The ABC stands for AIRWAY - BREATHING - CIRCULATION. These are the three essential stages of CPR and should be administered in that order.

Airway - Stage One

- First you need to clear the child or infant's airway. Put him on his back, put your hand on his forehead and with two fingers under his chin, tilt the head back and lift the chin.

- Check his mouth and throat for obstructions like vomit or food. Use your index finger to scope out anything you find. Use a sideways, sweeping motion of the finger; otherwise you might shove an obstruction further down.

- Clearing the airway may spontaneously re-start breathing. Now spend no more than five seconds checking for signs of breathing. Is the child's or infant's chest rising and falling? Listen for breathing with your ear to his mouth and nose. Put your hand under his nose; does it become warm and moist as he breathes out?

- If the child or infant is still not breathing, you must move on to stage two.

Breathing - Stage Two

- This is the mouth-to-mouth breathing stage of CPR. With the head still tilted back and the chin tilted up, pinch the child's or infant's nostrils.

- Seal your mouth over hers and, while watching her chest to check that it rises, take a deep breath and breathe out slowly but firmly. Her chest should rise.

- Repeat five times.

- If she does not start breathing, listen with your ear to her chest for a heartbeat and check her pulse for circulation. If the heart is not beating and there is no circulation, you must move on to stage three.

Circulation - Stage Three

- This is the chest-compression stage of CPR. Find the child or infant's breastbone (also called the sternum). This is the place in the chest where the rib cage divides.

- Place the heel of your hand just above the sternum.
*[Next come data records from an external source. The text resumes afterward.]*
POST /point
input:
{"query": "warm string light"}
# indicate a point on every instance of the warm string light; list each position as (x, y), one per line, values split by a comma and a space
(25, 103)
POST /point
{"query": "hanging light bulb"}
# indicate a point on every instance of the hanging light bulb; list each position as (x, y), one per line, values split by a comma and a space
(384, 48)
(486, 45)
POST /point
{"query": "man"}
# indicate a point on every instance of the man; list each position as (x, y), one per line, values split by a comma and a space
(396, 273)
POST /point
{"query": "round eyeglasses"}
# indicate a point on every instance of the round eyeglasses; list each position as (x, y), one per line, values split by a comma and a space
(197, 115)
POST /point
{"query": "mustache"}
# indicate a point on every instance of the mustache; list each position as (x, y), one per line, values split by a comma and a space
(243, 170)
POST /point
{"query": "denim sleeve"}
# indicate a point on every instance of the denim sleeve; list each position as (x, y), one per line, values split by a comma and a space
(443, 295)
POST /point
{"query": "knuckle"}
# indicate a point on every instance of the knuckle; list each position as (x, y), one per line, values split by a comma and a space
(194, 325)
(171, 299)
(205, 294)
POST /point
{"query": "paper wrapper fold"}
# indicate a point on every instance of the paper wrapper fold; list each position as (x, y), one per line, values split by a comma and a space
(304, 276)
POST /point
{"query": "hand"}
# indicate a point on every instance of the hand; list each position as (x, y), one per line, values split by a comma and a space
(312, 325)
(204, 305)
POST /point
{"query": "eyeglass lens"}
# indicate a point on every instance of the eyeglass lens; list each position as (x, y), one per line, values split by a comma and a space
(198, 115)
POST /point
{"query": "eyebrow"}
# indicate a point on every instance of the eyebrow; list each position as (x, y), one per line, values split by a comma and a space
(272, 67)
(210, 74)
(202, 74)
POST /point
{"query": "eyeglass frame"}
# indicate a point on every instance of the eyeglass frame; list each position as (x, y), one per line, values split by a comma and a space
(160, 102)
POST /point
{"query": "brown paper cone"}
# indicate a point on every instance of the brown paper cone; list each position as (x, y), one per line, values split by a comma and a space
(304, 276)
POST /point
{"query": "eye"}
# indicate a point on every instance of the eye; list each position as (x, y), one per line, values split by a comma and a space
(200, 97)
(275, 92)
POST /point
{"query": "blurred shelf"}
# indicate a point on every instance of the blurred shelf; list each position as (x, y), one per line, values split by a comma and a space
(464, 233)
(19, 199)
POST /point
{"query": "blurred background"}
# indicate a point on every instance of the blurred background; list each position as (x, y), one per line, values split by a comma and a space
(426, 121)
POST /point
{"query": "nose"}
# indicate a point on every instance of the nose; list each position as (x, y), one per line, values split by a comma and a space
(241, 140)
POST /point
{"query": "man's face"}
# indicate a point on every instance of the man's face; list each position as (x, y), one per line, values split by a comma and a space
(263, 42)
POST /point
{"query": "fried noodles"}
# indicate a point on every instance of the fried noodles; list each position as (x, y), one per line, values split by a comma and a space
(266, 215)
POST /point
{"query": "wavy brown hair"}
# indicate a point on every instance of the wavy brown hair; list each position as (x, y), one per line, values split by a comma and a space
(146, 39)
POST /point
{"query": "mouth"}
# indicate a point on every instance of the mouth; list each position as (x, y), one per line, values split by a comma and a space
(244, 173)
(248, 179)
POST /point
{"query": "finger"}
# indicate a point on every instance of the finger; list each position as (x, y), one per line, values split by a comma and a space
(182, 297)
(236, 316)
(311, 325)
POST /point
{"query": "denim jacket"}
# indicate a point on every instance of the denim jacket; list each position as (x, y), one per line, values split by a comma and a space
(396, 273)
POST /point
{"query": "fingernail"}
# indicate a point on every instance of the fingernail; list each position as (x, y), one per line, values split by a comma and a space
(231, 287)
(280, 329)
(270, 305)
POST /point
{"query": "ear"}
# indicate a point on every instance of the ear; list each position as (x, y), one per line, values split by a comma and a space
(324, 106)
Place the heel of your other hand on top of the first one and interlock your fingers.


- Press down into the chest to about one third of its depth. This is the chest compression. After each compression, release the pressure on the chest without removing your hand(s) or fingers.

- You should do two compressions each second. After 30 compressions give a mouth-to-mouth breath as described in stage two. Repeat this process until medical assistance arrives.

Take A Class

Reading about how to do something is never as effective as actually getting out there and doing it. Ask your health care provider about CPR classes where you'll be trained in resuscitation using life-size dummies.